Re: [PATCH 00/20] Add support for shared PTEs across processes

David Hildenbrand <david@xxxxxxxxxx> · Tue, 28 Jan 2025 10:21:23 +0100

On 27.01.25 23:33, Andrew Morton wrote:
On Fri, 24 Jan 2025 15:54:34 -0800 Anthony Yznaga <anthony.yznaga@xxxxxxxxxx> wrote:

Memory pages shared between processes require page table entries
(PTEs) for each process. Each of these PTEs consume some of
the memory and as long as the number of mappings being maintained
is small enough, this space consumed by page tables is not
objectionable. When very few memory pages are shared between
processes, the number of PTEs to maintain is mostly constrained by
the number of pages of memory on the system. As the number of shared
pages and the number of times pages are shared goes up, amount of
memory consumed by page tables starts to become significant.

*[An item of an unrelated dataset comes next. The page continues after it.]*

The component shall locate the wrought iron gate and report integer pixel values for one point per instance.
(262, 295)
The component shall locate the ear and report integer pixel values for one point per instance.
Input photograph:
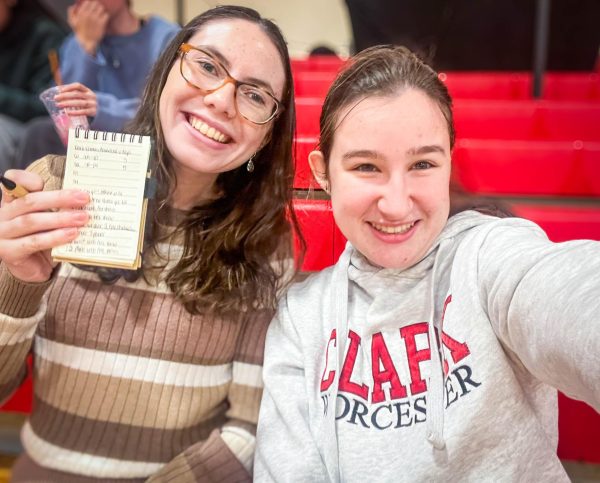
(316, 160)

This
issue does not apply to threads. Any number of threads can share the
same pages inside a process while sharing the same PTEs. Extending
this same model to sharing pages across processes can eliminate this
issue for sharing across processes as well.

...

API
===

mshare does not introduce a new API. It instead uses existing APIs
to implement page table sharing. The steps to use this feature are:

1. Mount msharefs on /sys/fs/mshare -
         mount -t msharefs msharefs /sys/fs/mshare

2. mshare regions have alignment and size requirements. Start
    address for the region must be aligned to an address boundary and
    be a multiple of fixed size. This alignment and size requirement
    can be obtained by reading the file /sys/fs/mshare/mshare_info
    which returns a number in text format. mshare regions must be
    aligned to this boundary and be a multiple of this size.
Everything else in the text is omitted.